Taking a Health History
How do nurses gather information and assess a patient’s health? Consider the importance of conducting an in-depth health assessment interview and the strategies you might use as you watch. (16m)
play a critical role in gathering information and
assessing a patient’s health.
MARIANNE SHAUGHNESSY: The health assessment is one of the most
critically important pieces of our patient interaction.
NARRATOR: With more demands on their time, this critical step can suffer.
MARIANNE SHAUGHNESSY: Certainly, practicing nurses are extremely busy people. But if you rush through
a health interview or a patient
interview, chances are good there’s going
to be information you’re going to miss. And if that
information is missed, the consequences could
be dire for the patient.
Marianne Shaughnessy shares her expertise on how
to conduct an in-depth health assessment interview, and
provides a demonstration of effective strategies. [music playing]
MARIANNE SHAUGHNESSY: Capturing
all health-related information in a systematic way,
documenting that information, creates a foundation, a
database, for us to build upon. In fact, all members
of the healthcare team can utilize the nursing database
if it’s well-constructed and contains the information
necessary to then build a plan for managing a
patient’s health in conjunction with the patient over
the course of time. [knock knock]
MS. HUDGENS: Come in.
MS. HUDGENS: Yes.
MARIANNE SHAUGHNESSY: Good morning. My name is Marianne Shaugnessy. I’m a nurser practitioner, and I’ll be doing your history and physical this morning.
MS. HUDGENS: Good, thank you.
It’s nice to meet to you.
MS. HUDGENS: Nice meeting you.
MARIANNE SHAUGHNESSY: When
I walked into the room, I was able to immediately
established a rapport with the patient by
speaking with her cordially but professionally. When starting an
interview with a patient, it’s very important to try and
establish an environment that is conducive to communication. We’ve all been in
doctors’ offices with exam rooms that have
paper thin walls where you can hear noise on either side.
We’d like to try and
avoid that as much as possible by providing an
environment in which a patient feels safe to open
up and talk, and has a reasonable expectation
that it’ll be private. Good morning. You walk into a room, sit down,
calmly relax and establish eye contact. That sends a
message to a patient that you have all the time
in the world for them, and as nurses that’s
rarely actually the case.
It’s also important,
if you can, to make sure to be on eye-level
with the patient, and to try and avoid
the superior position, where you are looking
down on a patient. We started with some very
global, open-ended questions. So what brings you in today?
MS. HUDGENS: Well, we haven’t
had insurance for awhile. My husband was laid off,
but we have insurance now, so I just wanted to kind of
cover a couple of things, get a physical.
MARIANNE SHAUGHNESSY: Great. OK. Have you been feeling well? Find out first what’s
on the patient’s mind, because that’s
why they’re there, and it’s critical to address
the issues of importance in the patient’s mind, whether
or not those issues actually may be the most
life-threatening issues. We move the interview
from open-ended questions to closed-ended
questions, and by that I mean asking the patient
to embellish or talk more about a particular concern.
OK, then I need to ask
you about some exposure in your early years. The reason that the
history was so in-depth is because it’s important
to capture not only what the patient is telling you they
want to address when they come in for an appointment, but also
to do some routine surveillance and screening to capture issues
that patients may not even be aware of. Do you have any history
of anemia in the past?
MS. HUDGENS: No, I haven’t.
MARIANNE SHAUGHNESSY: OK. OK. Have you been having any problems with fatigue?
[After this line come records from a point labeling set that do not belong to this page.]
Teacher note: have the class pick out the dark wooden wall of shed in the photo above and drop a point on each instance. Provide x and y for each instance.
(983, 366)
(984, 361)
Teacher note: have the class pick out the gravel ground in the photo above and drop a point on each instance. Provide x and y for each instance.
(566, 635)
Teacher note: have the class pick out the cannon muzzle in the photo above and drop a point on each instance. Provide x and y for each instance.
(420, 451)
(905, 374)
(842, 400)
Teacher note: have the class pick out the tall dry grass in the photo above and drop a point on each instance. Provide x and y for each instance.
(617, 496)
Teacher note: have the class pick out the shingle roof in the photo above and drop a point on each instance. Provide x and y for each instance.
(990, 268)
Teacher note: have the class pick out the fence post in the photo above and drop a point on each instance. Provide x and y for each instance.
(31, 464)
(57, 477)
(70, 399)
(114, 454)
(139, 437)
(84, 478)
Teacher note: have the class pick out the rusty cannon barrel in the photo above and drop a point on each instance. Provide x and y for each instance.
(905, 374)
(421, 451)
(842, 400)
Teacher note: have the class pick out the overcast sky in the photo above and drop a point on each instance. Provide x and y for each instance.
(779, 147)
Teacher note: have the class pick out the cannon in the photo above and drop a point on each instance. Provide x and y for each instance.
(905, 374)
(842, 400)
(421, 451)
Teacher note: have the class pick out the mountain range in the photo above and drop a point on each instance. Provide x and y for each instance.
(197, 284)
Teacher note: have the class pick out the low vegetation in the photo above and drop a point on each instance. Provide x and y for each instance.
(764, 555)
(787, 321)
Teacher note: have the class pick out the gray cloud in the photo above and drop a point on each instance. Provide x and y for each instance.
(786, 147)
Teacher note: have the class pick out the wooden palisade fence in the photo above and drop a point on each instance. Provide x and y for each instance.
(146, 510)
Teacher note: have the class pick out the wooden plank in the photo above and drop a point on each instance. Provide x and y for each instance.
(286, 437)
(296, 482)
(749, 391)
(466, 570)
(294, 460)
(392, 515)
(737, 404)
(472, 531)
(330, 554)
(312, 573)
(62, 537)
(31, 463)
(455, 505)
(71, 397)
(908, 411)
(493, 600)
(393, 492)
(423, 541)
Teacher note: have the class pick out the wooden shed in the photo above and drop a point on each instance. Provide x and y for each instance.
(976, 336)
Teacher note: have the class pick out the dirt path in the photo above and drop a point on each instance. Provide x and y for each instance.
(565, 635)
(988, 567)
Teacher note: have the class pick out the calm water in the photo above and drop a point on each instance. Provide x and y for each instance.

MS. HUDGENS: No, there’s been stress, but other than the stress, really, no fatigue.
MARIANNE SHAUGHNESSY: Weakness?
MS. HUDGENS: No, I’ve been OK.
MARIANNE SHAUGHNESSY: So your energy levels are normal?
MS. HUDGENS: Yes.
MARIANNE SHAUGHNESSY: All right. Have you noticed any problems with unusual bruising?
MS. HUDGENS: Bruising? No.
MARIANNE SHAUGHNESSY: No? OK. And your periods are regular?
MS. HUDGENS: Well, I’m 48 so they’re becoming irregular a little bit,
and I’m a little bit heavier. I have a family history
of uterine fibroids, and I think that might be
coming up with me, too.
MARIANNE SHAUGHNESSY: OK. In terms of this
particular interview, the patient brought up a
number of significant points, primarily concerns about
anemia, which ordinarily could be caused by
any number of things, and it wasn’t until I began to
question her about her aspirin use that I became very
suspicious that her anemia may actually be caused by
a GI bleed as opposed to iron deficiency anemia, which
is so very common in women. Are you taking any medication?
MS. HUDGENS: No, not at this time.
MARIANNE SHAUGHNESSY: None whatsoever?
MS. HUDGENS: No.
MARIANNE SHAUGHNESSY: How about over the counter?
MS. HUDGENS: Over the counter
[inaudible] aspirins or Tylenol when I get a headache
or leg aches, or–
MARIANNE SHAUGHNESSY: You’re
not simply asking a question, and accepting a
yes or no answer, and moving on to
the next question because it’s very
important to follow up with probing questions
when a patient reports a positive finding. Do you take aspirin or
do you take Tylenol?
MS. HUDGENS: Usually just aspirin.
MARIANNE SHAUGHNESSY: OK. How many times a week are you taking it?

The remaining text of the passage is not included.